Arbeitgeber von Charles Fränkl, Geschäftsführer von Clickandbuy, ist die Deutsche Telekom, die natürlich ebenfalls ein großes Interesse daran hat, beim Thema Mobile Payment ein relevanter Player zu sein.
Und natürlich hat sie anderen Unternehmen gegenüber einige Vorteile, wenn es um Abrechnungsmodalitäten oder den Zugang zu ihren Kunden geht. 2010 kam Bewegung in das Thema, als sie sich für einen dreistelligen Millionenbetrag den Bezahldienst Clickandbuy einkaufte. Zu dem Zeitpunkt gab es schon den firmeneigenen Bezahldienst T-Pay, der in Clickandbuy aufging. Damit ging auch die Zuständigkeit für dieses Thema an den früheren AOL-Geschäftsführer Fränkl über, der es nun Telekom-intern weiterführt und es damit offenbar nicht leicht hat. Wir kennen den Riesen eher behäbig als innovativ und pragmatisch. Schafft der Konzern es dennoch, das Ruder bei Clickandbuy mit einem zukunftsfähigen Mobile Payment Angebot rechtzeitig herumzureißen? Wir werden es beobachten.

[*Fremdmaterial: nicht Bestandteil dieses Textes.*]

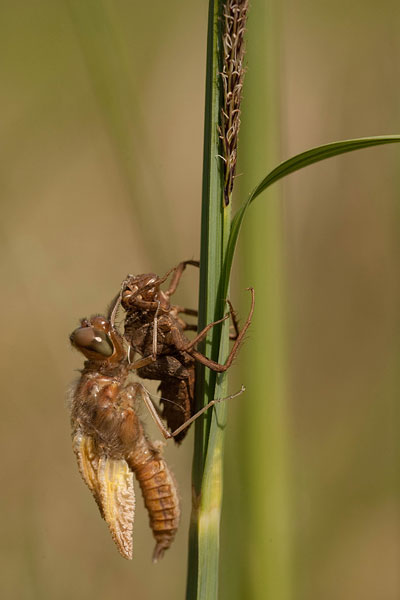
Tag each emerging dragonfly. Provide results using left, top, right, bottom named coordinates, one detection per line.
left=69, top=291, right=245, bottom=560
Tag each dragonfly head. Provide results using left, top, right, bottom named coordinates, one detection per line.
left=70, top=316, right=125, bottom=363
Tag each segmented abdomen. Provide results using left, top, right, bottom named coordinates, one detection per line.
left=127, top=435, right=180, bottom=562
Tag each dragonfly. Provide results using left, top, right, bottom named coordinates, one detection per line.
left=69, top=289, right=246, bottom=560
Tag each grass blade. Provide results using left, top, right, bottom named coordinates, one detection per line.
left=224, top=135, right=400, bottom=285
left=186, top=0, right=229, bottom=598
left=187, top=1, right=249, bottom=597
left=250, top=135, right=400, bottom=200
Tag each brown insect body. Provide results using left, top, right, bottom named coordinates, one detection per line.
left=124, top=295, right=197, bottom=443
left=70, top=315, right=180, bottom=561
left=122, top=264, right=202, bottom=443
left=121, top=261, right=254, bottom=443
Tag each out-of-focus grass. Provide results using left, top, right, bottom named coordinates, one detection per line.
left=283, top=2, right=400, bottom=598
left=221, top=2, right=292, bottom=599
left=0, top=2, right=206, bottom=599
left=222, top=1, right=400, bottom=599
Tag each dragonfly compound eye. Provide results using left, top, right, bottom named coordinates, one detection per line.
left=70, top=326, right=114, bottom=357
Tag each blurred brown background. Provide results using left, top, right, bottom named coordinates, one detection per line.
left=1, top=1, right=399, bottom=599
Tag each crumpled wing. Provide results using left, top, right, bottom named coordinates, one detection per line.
left=72, top=433, right=102, bottom=511
left=97, top=455, right=135, bottom=560
left=72, top=432, right=135, bottom=559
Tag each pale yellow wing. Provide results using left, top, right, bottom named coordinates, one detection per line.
left=72, top=432, right=135, bottom=559
left=72, top=433, right=102, bottom=511
left=97, top=455, right=135, bottom=560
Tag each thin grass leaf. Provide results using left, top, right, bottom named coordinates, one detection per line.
left=223, top=134, right=400, bottom=287
left=251, top=135, right=400, bottom=200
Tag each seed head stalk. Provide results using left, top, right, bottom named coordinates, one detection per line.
left=186, top=1, right=248, bottom=598
left=219, top=0, right=249, bottom=207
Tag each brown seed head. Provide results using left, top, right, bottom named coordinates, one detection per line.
left=219, top=0, right=249, bottom=206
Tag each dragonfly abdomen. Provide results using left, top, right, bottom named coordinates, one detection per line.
left=127, top=436, right=180, bottom=562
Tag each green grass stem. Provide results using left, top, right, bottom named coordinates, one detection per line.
left=186, top=1, right=231, bottom=598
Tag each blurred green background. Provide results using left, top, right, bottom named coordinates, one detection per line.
left=1, top=1, right=399, bottom=599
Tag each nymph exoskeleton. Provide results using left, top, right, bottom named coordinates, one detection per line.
left=120, top=260, right=255, bottom=442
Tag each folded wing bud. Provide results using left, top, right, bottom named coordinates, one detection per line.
left=73, top=432, right=135, bottom=560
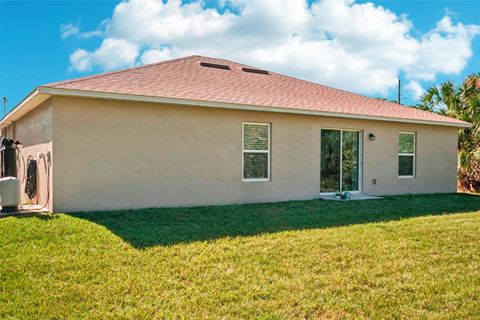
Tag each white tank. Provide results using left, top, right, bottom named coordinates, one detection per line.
left=0, top=177, right=21, bottom=207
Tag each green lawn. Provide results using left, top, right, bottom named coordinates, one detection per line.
left=1, top=194, right=479, bottom=319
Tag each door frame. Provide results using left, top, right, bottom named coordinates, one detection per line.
left=319, top=128, right=363, bottom=195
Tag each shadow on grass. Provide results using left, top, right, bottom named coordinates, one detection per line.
left=67, top=193, right=480, bottom=248
left=16, top=213, right=59, bottom=220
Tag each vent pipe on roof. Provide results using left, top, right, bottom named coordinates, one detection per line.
left=2, top=97, right=7, bottom=117
left=397, top=76, right=401, bottom=105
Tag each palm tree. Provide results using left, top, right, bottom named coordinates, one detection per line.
left=417, top=73, right=480, bottom=191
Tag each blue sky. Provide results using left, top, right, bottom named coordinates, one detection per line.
left=1, top=0, right=479, bottom=114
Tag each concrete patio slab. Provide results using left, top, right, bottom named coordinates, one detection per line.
left=320, top=194, right=383, bottom=201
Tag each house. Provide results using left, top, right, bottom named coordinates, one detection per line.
left=0, top=55, right=470, bottom=212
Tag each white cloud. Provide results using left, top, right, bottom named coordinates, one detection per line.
left=70, top=39, right=139, bottom=72
left=405, top=80, right=424, bottom=100
left=67, top=0, right=479, bottom=98
left=78, top=29, right=104, bottom=39
left=60, top=23, right=80, bottom=39
left=140, top=48, right=173, bottom=65
left=60, top=21, right=106, bottom=39
left=405, top=16, right=479, bottom=81
left=108, top=0, right=234, bottom=44
left=69, top=49, right=91, bottom=72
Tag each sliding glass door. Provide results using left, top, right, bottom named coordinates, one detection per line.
left=320, top=129, right=360, bottom=193
left=341, top=130, right=360, bottom=192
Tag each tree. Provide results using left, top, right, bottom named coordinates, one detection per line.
left=416, top=73, right=480, bottom=191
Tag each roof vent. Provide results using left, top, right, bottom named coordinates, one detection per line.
left=200, top=62, right=231, bottom=70
left=242, top=67, right=269, bottom=75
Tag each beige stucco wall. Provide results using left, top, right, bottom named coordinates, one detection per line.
left=50, top=96, right=458, bottom=212
left=10, top=99, right=53, bottom=211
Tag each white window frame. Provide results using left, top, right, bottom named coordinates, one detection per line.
left=398, top=132, right=416, bottom=178
left=242, top=122, right=271, bottom=182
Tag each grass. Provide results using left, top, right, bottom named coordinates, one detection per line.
left=0, top=193, right=479, bottom=319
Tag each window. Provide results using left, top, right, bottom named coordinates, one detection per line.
left=242, top=123, right=270, bottom=181
left=398, top=132, right=415, bottom=178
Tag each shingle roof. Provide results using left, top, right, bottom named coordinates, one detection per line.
left=44, top=55, right=468, bottom=126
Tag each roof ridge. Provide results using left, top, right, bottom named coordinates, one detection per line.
left=269, top=70, right=452, bottom=119
left=270, top=71, right=402, bottom=107
left=203, top=56, right=395, bottom=106
left=201, top=56, right=263, bottom=70
left=45, top=55, right=201, bottom=88
left=236, top=66, right=455, bottom=121
left=208, top=56, right=411, bottom=111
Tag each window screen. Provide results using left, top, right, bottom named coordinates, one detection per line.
left=243, top=123, right=270, bottom=180
left=398, top=132, right=415, bottom=177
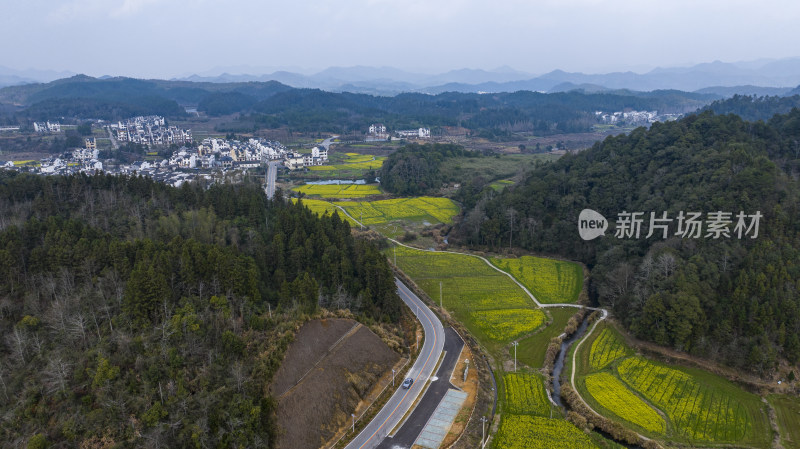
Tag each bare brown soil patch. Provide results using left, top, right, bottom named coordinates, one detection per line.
left=272, top=319, right=401, bottom=449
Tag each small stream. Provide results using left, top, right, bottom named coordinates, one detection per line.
left=550, top=315, right=644, bottom=449
left=551, top=316, right=590, bottom=407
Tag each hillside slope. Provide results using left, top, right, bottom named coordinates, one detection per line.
left=456, top=110, right=800, bottom=375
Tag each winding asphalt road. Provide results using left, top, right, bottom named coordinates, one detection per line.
left=344, top=278, right=445, bottom=449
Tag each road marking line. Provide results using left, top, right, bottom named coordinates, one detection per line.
left=353, top=284, right=439, bottom=448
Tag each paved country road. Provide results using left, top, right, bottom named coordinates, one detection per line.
left=344, top=278, right=445, bottom=449
left=377, top=327, right=464, bottom=449
left=265, top=161, right=278, bottom=199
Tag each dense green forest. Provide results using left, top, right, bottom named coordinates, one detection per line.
left=454, top=110, right=800, bottom=375
left=0, top=172, right=401, bottom=446
left=702, top=94, right=800, bottom=121
left=0, top=75, right=293, bottom=123
left=379, top=143, right=479, bottom=195
left=224, top=88, right=711, bottom=136
left=0, top=75, right=712, bottom=135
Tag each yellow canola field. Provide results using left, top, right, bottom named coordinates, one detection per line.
left=617, top=357, right=749, bottom=442
left=336, top=197, right=459, bottom=227
left=589, top=328, right=629, bottom=370
left=585, top=372, right=666, bottom=434
left=490, top=255, right=583, bottom=304
left=292, top=183, right=381, bottom=198
left=504, top=372, right=551, bottom=416
left=494, top=415, right=599, bottom=449
left=472, top=308, right=545, bottom=341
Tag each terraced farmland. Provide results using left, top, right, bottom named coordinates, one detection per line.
left=576, top=323, right=771, bottom=447
left=504, top=372, right=552, bottom=416
left=618, top=357, right=768, bottom=444
left=292, top=183, right=381, bottom=198
left=584, top=372, right=666, bottom=434
left=391, top=245, right=542, bottom=347
left=489, top=255, right=583, bottom=304
left=493, top=415, right=599, bottom=449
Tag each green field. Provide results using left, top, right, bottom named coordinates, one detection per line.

Osama Bedier, Vice President Product Development bei Google, war bei PayPal über acht Jahre für die Produktentwicklung von Mobile Payment zuständig und arbeitete eng mit Google zusammen an einer gemeinschaftlichen Lösung.
Diese Zusammenarbeit stoppte Google abrupt – und warb ihn ab, um allein eine eigene Lösung zu bauen. Jetzt zieht PayPal Google vor den Kadi. Das wird den im letzten Monat angekündigten Handy-Bezahldienst Google Wallet wohl kaum aufhalten können. Seit Anfang des Jahres ist Bedier an Bord und man darf gespannt sein, wie die Lösung aussehen wird. Technisch versiert ist er, mit Erfahrungen in der Telekommunikation bei AT&T Wireless, im Hardwarebereich bei Gateway und bei Distributionssystemen im Multimediabereich. Sein
breites Spektrum wird ihm helfen, eine Lösung zu entwickeln, wie man sie von Google erwarten würde.